Difficulties experienced by transplants are exacerbated by not understanding how to work the organizational levers in the new company, not really understanding the industry or the specific roots of under-performance. Newcomers, especially those in a hurry, tend to initiate changes that do not percolate down the organization and go for 'solutions' that have quick impact but may not be sustainable.
Changing Profile.
So whilst the profile of a top manager is rather complex and contingent, it is almost certainly valid to say that certain characteristics have become more marked in recent years. Some of these are:
- Very high concern for public profile and reputation and considerable skill in projecting their images to appropriate media. Top managers these days are supported by a whole industry that helps to manage their external profiles. A key area of attention is reputation with investors.
- The inclination to use transactional methods to develop their companies. So, skills in cutting deals and making bold 'moves' have become more commonplace and more valued. There also seems to be a greater trend towards serial transactions, with new deals often following well before previous ones have been assimilated
- The tendency to act quickly and decisively when problems occur or opportunities arise.

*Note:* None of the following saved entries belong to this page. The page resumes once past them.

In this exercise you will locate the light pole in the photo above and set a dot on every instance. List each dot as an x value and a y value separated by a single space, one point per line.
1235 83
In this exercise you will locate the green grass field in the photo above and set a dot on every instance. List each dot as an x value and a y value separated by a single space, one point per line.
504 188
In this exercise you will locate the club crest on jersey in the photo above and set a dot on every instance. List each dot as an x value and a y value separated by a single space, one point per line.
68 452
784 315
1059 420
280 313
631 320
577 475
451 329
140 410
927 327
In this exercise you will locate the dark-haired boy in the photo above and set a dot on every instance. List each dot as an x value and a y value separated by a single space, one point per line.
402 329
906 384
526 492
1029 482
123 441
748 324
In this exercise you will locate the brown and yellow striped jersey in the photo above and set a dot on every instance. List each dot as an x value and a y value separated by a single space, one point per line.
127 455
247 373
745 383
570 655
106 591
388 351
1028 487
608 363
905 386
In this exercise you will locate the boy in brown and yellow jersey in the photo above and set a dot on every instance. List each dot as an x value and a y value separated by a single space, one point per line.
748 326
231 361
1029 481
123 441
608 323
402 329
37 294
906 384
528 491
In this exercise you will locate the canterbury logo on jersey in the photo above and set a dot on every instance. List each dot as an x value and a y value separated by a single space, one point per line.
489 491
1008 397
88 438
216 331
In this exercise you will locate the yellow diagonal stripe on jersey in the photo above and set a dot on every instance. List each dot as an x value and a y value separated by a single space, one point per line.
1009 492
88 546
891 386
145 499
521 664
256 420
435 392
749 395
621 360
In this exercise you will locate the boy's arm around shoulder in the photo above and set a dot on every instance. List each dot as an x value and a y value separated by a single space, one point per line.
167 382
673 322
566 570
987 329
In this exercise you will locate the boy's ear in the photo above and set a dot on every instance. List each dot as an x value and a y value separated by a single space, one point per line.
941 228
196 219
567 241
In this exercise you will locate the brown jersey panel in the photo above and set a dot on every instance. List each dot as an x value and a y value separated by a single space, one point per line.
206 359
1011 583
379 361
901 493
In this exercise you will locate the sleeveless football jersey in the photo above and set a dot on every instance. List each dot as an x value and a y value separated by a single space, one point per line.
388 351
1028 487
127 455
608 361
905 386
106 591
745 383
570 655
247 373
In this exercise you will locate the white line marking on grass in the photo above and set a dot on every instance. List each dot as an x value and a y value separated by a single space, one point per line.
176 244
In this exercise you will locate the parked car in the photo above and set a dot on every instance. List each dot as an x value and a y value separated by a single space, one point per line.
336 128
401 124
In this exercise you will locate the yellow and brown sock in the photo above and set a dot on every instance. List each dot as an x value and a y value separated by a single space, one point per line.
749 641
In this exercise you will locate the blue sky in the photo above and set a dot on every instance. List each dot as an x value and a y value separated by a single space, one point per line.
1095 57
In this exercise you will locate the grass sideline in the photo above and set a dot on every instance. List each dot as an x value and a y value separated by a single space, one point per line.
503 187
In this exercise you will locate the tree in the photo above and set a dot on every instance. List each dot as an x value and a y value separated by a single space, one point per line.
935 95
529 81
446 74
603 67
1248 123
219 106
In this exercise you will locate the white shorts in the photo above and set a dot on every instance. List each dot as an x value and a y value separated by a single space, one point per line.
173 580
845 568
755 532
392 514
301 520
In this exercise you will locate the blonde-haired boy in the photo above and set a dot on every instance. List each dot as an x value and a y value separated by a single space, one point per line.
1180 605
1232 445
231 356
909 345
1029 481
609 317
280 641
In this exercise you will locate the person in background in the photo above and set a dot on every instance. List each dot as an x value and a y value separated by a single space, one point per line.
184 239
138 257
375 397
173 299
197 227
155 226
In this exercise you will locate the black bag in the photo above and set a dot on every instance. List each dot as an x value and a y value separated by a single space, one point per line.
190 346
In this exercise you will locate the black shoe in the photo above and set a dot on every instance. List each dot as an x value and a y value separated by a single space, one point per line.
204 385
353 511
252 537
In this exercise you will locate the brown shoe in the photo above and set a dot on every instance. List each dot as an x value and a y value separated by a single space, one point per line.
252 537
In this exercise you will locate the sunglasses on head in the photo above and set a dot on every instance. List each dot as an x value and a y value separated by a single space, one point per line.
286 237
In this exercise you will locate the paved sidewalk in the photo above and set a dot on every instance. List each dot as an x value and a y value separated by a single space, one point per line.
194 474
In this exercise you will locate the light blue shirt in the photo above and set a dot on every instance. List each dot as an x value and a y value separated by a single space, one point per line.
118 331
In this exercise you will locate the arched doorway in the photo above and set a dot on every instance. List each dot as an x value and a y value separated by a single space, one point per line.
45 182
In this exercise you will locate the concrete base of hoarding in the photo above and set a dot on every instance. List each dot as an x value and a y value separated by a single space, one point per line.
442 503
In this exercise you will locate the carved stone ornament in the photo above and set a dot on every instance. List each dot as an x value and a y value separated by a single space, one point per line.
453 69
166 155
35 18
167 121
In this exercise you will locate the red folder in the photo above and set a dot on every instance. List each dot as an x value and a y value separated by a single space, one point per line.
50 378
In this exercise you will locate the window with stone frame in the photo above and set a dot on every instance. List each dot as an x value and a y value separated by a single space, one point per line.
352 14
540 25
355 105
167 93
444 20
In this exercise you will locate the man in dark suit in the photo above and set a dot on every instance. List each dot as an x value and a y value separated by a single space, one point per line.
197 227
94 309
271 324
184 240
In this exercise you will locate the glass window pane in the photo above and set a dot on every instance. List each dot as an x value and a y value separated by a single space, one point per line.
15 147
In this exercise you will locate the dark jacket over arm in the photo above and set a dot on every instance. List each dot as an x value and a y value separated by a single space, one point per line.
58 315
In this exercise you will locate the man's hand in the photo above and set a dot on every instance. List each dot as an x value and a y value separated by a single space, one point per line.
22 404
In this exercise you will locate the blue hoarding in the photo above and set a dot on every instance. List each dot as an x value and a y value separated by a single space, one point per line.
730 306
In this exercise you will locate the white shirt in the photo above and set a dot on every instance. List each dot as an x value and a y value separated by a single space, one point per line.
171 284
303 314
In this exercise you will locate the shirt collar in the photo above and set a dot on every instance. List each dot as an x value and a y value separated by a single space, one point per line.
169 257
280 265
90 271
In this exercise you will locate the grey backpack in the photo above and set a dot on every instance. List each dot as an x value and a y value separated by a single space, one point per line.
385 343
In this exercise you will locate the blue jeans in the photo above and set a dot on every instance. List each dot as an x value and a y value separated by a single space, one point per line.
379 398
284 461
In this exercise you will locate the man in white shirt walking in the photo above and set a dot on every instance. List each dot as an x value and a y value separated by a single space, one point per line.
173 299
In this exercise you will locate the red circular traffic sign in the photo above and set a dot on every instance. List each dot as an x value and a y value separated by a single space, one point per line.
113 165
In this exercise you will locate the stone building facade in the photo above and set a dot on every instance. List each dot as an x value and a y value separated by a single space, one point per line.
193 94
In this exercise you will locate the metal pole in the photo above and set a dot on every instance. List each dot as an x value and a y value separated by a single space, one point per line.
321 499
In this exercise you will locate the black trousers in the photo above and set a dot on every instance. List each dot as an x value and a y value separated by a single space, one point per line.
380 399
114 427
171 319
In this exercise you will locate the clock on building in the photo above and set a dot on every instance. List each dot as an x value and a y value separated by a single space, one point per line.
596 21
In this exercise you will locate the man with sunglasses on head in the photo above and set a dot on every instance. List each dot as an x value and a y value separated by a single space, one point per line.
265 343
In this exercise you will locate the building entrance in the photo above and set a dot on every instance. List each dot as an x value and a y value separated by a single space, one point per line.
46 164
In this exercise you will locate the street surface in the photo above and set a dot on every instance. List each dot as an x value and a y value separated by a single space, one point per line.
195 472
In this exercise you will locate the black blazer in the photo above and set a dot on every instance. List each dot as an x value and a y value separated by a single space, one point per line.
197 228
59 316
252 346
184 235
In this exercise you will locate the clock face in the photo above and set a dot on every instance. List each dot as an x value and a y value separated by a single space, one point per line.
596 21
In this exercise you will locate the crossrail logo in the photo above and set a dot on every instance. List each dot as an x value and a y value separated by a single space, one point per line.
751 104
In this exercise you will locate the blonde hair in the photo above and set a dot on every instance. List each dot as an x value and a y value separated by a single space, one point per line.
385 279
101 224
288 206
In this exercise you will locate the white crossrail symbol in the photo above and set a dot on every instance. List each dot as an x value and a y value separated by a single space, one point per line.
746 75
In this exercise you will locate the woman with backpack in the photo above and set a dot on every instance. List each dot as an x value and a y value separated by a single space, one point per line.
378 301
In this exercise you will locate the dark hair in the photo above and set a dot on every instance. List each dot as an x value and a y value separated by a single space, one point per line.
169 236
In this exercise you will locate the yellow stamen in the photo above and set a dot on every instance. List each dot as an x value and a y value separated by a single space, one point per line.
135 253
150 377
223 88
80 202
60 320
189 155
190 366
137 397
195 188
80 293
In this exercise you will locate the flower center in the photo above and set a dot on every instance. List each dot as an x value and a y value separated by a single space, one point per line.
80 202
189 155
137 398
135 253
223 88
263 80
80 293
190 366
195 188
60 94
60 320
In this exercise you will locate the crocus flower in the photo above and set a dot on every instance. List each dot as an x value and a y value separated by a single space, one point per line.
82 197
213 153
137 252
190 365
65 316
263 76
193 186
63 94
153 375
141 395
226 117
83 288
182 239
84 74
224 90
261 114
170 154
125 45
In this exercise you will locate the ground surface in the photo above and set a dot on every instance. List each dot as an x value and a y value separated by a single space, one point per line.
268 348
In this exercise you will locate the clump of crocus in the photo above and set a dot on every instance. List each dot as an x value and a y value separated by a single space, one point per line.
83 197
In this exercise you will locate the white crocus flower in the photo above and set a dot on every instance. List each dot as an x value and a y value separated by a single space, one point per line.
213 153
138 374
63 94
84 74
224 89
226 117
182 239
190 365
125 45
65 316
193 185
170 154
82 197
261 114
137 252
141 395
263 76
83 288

For example, the speed of announcing and implementing layoffs has increased markedly over the last few years.
- More emotional detachment from the organizations that they lead. It was noticeable that many of those we interviewed described CEOs they knew in such terms as "Charming but cool underneath" or "Apparently friendly but ruthlessly determined" and yet again, "Affable, but impossible to get close to". Externally appointed, short-tenure CEOs with the City to please can't afford to become excessively bonded with the organisations and people that they lead.
An experienced business psychologist, who specialises in assessing top managers summarised contemporary trends succinctly. He commented that management was becoming more like politics in the senses that timescales were compressing, that image was becoming as important as substance and that many top management careers were likely to end with 'failure', increasing the pressure to cash in on the good times quickly.
At the end of 2001, tenure in top management roles was still decreasing, supporting a tendency on the part of managers to try and make a quick impact through deals and transactions. There was also some evidence, he said, of a convergence between the personal characteristics of people in the financial markets and those in management, especially in roles such as finance director. Thus it is possible that top managers are becoming more individualistic and self-seeking, with a decreasing concern for the long-term well-being of a wider community.
There is some evidence that more young people from the 'elite' universities are interested in entering management. The majority of those who do are coming in after qualifying as accountants or a Masters in Business Administration. There is a marked tendency still for such people to try to avoid the grind of working up through the organization by taking a functional fast track and entering general management via such roles as finance or strategy director. However, the vast majority of graduates from business schools such as Insead and London Business School still tend to go directly into jobs in the financial markets or consultancy where it is possible to attain high earnings at an early age.
These analyses are supported by several very experienced top managers. One said, "There is no longer support for people who want to build a business over the long term", whilst another thought that "There are 'growers' and there are 'dealers', buyers and sellers. The growers don't get much of a look in these days".